Il Sole 24 Ore, 7 maggio 2016
Erdogan non dà tregua a Bruxelles
Il presidente turco Recep Tayyip Erdogan ha deciso di sfidare l’Unione europea sulla legge anti-terrorismo al punto da mettere a rischio l’accordo sui migranti e la fine dei visti per i cittadini turchi in ingresso nella Ue.
Come mai questa scelta? I turchi ci tengono molto alla fine dei visti e va considerata in quest’ottica la missione del ministro per i rapporti con la Ue, Volkan Bozkir, della prossima settimana, durante la quale avverrà la discussione sui 5 punti sollevati dalla Commissione europea nell’analisi dell’armonizzazione della Turchia ai 72 criteri richiesti dall’Europa per il rispetto dell’accordo. Il punto critico è la definizione di «terrorismo» nella legislazione turca, troppo ambigua e vaga, ed emendamenti da apportare alla legge antiterrorismo; mentre giovedì il Parlamento di Ankara ha approvato la normativa sulla cooperazione internazionale in materia penale e giudiziaria, così come richiesto dai Ventotto.

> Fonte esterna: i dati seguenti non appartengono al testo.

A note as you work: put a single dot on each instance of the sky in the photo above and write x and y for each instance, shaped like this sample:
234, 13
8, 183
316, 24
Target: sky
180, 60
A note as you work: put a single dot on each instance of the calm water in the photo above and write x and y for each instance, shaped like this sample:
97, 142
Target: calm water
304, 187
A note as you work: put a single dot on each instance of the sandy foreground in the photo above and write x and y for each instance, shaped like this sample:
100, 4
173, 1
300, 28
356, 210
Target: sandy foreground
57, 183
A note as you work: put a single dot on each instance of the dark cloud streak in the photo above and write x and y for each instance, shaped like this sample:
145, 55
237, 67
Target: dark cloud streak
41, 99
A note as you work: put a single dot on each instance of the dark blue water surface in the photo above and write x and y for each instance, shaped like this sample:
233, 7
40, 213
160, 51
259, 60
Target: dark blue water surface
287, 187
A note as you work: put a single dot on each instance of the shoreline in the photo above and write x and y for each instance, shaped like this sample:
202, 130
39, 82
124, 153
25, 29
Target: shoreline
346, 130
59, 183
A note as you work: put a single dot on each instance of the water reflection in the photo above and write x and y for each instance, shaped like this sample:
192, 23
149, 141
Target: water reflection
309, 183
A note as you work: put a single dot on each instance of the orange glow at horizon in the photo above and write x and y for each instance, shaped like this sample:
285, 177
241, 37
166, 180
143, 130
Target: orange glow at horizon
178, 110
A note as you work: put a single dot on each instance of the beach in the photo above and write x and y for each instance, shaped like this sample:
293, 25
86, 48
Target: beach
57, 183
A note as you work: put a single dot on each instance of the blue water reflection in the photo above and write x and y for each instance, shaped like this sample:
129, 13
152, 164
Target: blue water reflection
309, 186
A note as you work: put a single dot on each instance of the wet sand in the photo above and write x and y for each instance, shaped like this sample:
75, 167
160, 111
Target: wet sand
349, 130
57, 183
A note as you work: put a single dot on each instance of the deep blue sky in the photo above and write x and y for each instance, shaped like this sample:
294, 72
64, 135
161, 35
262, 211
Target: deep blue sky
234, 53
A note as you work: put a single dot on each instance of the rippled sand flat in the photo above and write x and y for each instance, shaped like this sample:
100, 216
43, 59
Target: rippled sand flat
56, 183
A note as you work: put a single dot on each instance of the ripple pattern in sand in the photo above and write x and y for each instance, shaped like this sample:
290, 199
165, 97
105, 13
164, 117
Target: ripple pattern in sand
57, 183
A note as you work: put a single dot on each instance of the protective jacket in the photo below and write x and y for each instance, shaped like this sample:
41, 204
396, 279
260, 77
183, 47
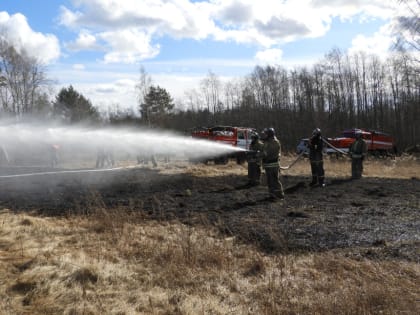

L’obiettivo prioritario di Erdogan è il presidenzialismo e su questo punta da anni con tenacia e perseveranza. Per modificare in senso presidenzialista la Costituzione della Turchia, oggi una repubblica parlamentare, bisogna raggiungere il quorum dei 3/5 dei voti in Parlamento, necessari per approvare la modifica costituzionale e farla seguire da un referendum confermativo, o i 2/3 dei voti senza consultazione popolare. L’Akp, il partito islamico conservatore di Erdogan, ha oggi 317 deputati e ne mancano 13 per raggiungere quota 330, cioè i 3/5 del Parlamento turco.
Secondo l’opposizione laica, due sono le strade per questo scopo: approvare la fine dell’immunità parlamentare in aula, dopo aver già ottenuto tra risse furibonde nei giorni scorsi il via libera in Commissione, e poter attaccare i deputati dell’Hdp, il partito curdo, accusandoli di fiancheggiare i militanti del Pkk, gruppo considerato terrorista dalla Turchia, Ue e Usa.
Quando un deputato viene fatto decadere dal suo mandato, secondo la normativa turca, si deve andare al voto suppletivo e a quel punto l’Akp, il partito di maggioranza relativa, spera di guadagnare altri seggi necessari per l’agognato obiettivo di quota 330.
Secondo l’opposizione del fronte laico, se non dovesse raggiungere lo scopo in questo modo, Erdogan è pronto ad andare la voto anticipato confidando che gli ultimi sondaggi penalizzano sia il partito filo curdo Hdp sia i nazionalisti dell’Mhp, ponendoli sotto il limite della soglia di ingresso in parlamento del 10%. Senza questi due partiti Erdogan avrebbe una fetta maggiore di voti.
Come finirà il braccio di ferro tra Erdogan e la Ue? Probabilmente con un compromesso tra Ankara e Bruxelles che accetti una modifica di facciata alla normativa anti-terrorismo, lasciando però abbastanza margini di ambiguità perché la legge sia usata come un “maglio” secondo le esigenze di Erdogan. Spetta al Parlamento europeo dire l’ultima parola e decidere sul destino e l’onore dell’Europa.